Havada veya suda bulunan bakır veya bakır bileşikleri hemen daima toz parçacıklarına bağlı bulunur; dolayısı ile solunum yollarında veya sindirim sisteminde kolayca tutulurlar veya suda bulunduklarında filtrasyon işlemiyle kolayca sudan uzaklaştırılabilirler. Toz veya zerreciklere bağlı olmayan bakır ise suda çözünmeyen formdur ve asıl olarak sağlığı etkileyen bakır budur.
Bakır, yer kabuğunda ortalama % 0,01 mertebesinde bakır bulunur, en çok bulunan elementler sıralamasında bakır 25 nci sırada yer almaktadır. Magma tabakasından yukarıya, yerkabuğuna doğru sıvı sızması sonucu ağır metal sülfürleri ayrışır, en çok rastlanan kalkopirit minerali de , CuFeS2 (%34,6 Cu) , primer olarak bu şekilde oluşmuştur. Kızgın doğal buharların ya da sülfürlü mineraller üzerine sızan doğal sülfat çözeltilerinin kimyasal etkisi ile oksitlenme ve redüklenme sonucu sekonder olarak oksidli bakır mineralleri ve metalik bakır (nabit bakır) oluşur. Bu nedenle birçok maden yatağında üstteki oksidli bakır mineralleri alınarak derine inildikçe sülfürlü cevherlere ulaşılır. Günümüzde bilinen bakır cevherlerinin yaklaşık % 85' i sülfürlü, % 15' i oksitli minerallerdir. 200 civarında mineralin bakır ihtiva ettiği, bunlardan 30-40 kadarının doğada daha yaygın bulunduğu bilinmektedir.

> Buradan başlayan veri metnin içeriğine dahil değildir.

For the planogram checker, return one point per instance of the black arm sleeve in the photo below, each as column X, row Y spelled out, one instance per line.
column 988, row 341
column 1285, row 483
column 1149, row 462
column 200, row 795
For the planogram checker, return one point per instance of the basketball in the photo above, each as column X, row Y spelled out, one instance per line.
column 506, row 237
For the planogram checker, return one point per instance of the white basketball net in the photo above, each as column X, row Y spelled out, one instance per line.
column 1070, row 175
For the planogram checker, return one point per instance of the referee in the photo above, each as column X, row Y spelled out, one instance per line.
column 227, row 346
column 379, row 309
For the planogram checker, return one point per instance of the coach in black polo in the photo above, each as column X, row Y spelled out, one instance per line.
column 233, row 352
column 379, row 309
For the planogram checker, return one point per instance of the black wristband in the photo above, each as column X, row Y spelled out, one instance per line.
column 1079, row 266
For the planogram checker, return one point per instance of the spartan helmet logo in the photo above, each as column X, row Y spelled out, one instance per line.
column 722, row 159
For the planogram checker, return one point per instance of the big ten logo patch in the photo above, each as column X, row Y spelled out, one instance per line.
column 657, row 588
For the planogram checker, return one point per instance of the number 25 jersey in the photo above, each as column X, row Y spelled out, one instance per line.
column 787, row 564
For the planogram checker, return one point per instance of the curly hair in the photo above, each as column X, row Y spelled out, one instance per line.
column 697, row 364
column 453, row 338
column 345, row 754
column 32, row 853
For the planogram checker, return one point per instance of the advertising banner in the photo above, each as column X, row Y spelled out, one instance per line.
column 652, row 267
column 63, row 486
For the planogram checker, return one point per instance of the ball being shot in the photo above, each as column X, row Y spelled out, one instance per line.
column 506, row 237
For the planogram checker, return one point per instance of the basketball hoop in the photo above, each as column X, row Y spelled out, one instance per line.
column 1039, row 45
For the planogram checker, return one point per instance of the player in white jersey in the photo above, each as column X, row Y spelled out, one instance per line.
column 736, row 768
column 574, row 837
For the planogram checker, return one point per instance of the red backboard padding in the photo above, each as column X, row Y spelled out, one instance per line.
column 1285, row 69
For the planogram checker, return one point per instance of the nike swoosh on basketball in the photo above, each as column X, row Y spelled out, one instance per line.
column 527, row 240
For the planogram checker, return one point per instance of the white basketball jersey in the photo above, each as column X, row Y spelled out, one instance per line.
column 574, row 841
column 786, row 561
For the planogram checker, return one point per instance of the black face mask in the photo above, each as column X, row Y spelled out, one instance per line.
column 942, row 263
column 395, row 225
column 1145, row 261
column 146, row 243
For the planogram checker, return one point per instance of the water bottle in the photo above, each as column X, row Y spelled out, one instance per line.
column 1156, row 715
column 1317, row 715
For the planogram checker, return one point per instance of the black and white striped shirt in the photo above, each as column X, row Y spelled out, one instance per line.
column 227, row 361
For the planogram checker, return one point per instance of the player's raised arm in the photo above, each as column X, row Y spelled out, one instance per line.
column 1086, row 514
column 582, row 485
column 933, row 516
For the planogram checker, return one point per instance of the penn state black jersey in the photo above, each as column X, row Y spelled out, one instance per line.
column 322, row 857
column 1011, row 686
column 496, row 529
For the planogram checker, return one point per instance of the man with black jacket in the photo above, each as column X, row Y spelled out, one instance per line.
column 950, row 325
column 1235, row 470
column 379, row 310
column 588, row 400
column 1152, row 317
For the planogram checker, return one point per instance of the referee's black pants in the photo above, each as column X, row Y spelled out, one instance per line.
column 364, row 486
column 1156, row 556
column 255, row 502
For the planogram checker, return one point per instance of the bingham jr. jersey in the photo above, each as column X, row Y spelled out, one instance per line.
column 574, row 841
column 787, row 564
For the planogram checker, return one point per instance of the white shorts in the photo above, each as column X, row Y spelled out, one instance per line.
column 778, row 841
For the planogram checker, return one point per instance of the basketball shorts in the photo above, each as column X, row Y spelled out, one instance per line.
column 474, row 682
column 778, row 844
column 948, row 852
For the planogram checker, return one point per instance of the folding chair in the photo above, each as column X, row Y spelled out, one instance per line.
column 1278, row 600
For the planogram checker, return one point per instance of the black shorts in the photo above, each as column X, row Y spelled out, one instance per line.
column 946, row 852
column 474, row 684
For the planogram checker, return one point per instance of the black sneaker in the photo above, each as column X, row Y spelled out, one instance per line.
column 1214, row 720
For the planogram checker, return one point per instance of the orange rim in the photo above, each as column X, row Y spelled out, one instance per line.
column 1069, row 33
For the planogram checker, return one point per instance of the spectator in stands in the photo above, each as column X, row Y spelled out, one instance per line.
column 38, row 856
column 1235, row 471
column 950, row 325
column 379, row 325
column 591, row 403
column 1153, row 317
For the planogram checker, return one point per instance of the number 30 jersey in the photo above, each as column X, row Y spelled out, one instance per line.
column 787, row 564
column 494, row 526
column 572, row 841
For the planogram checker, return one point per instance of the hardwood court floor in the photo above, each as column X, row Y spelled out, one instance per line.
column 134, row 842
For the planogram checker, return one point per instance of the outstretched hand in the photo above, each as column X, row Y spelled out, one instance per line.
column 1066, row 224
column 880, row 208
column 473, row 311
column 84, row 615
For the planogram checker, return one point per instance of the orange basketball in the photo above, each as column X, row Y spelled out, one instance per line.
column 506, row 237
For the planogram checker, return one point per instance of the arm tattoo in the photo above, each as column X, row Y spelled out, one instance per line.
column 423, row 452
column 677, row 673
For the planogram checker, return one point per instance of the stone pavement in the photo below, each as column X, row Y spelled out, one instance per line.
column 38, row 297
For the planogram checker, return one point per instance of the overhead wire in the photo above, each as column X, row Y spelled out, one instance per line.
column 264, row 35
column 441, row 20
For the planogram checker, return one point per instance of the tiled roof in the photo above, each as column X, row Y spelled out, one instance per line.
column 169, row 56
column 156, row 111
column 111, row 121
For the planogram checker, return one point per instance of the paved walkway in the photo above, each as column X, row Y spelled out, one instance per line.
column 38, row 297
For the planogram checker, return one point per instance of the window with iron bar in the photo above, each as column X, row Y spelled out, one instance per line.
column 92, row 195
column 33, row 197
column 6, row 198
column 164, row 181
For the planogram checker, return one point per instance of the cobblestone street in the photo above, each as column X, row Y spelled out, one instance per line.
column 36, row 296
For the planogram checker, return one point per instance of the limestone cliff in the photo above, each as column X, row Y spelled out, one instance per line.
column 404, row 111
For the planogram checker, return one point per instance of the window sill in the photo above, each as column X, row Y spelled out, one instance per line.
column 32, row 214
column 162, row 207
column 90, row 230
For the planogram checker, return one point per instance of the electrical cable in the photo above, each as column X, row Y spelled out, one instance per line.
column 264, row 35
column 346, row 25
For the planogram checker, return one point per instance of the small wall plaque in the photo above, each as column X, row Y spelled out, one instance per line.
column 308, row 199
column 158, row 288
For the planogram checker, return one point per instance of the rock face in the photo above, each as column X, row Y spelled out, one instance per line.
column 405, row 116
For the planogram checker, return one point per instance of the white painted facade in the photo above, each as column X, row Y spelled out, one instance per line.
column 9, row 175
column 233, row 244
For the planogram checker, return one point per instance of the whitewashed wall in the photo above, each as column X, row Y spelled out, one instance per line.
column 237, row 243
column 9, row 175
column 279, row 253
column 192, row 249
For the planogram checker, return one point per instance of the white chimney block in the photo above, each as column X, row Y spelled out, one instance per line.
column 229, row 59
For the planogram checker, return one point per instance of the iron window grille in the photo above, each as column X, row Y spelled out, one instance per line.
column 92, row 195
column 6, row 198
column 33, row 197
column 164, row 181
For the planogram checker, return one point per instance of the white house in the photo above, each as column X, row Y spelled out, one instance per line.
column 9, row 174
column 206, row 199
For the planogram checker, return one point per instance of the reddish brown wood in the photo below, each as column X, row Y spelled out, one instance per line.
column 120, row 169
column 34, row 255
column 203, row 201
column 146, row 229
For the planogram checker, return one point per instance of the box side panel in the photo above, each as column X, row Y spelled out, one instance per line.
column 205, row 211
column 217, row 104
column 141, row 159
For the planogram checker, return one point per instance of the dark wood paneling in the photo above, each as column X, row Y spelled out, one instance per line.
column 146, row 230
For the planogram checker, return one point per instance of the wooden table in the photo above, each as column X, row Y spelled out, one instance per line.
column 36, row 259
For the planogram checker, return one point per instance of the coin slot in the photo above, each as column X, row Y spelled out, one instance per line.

Bakırın insanlar tarafından kullanılması çok eski çağlarda başlamıştır. İnsanlar, bakırı günlük yaşamlarında süs eşyası, silah ve el sanatlarında, mutfak malzemelerinin yapımında kullanmış, uygarlıkla birlikte bakıra olan ihtiyaç daha da artmıştır. Günümüzde tüketimi 13x106 tonun üzerine çıkan bakır en çok kullanılan ikinci metal durumuna gelmiştir. Gelişmiş ülkelerde kişi başına yıllık bakır tüketimi 10 kg civarındadır. Bu rakam az gelişmiş ülkelerde 1-2 kg arasında değişmektedir.
Bakırın yerine kullanılabilecek bir çok ikame maddesi gündeme gelmiştir. Alüminyum, plastik, fiber-optik gibi malzemeler bakır yerine kullanılmış, ancak bakıra duyulan talepte azalma olmamış, bakır talebinde belirli oranda sürekli bir artış gözlenmiştir.
Dünyada bilinen bakır rezervlerinin, 60 yıl kadar bakır talebini karşılayacak durumda olmasına karşın, büyük madencilik firmalarının arama programlarında bakır en başta gelen madendir.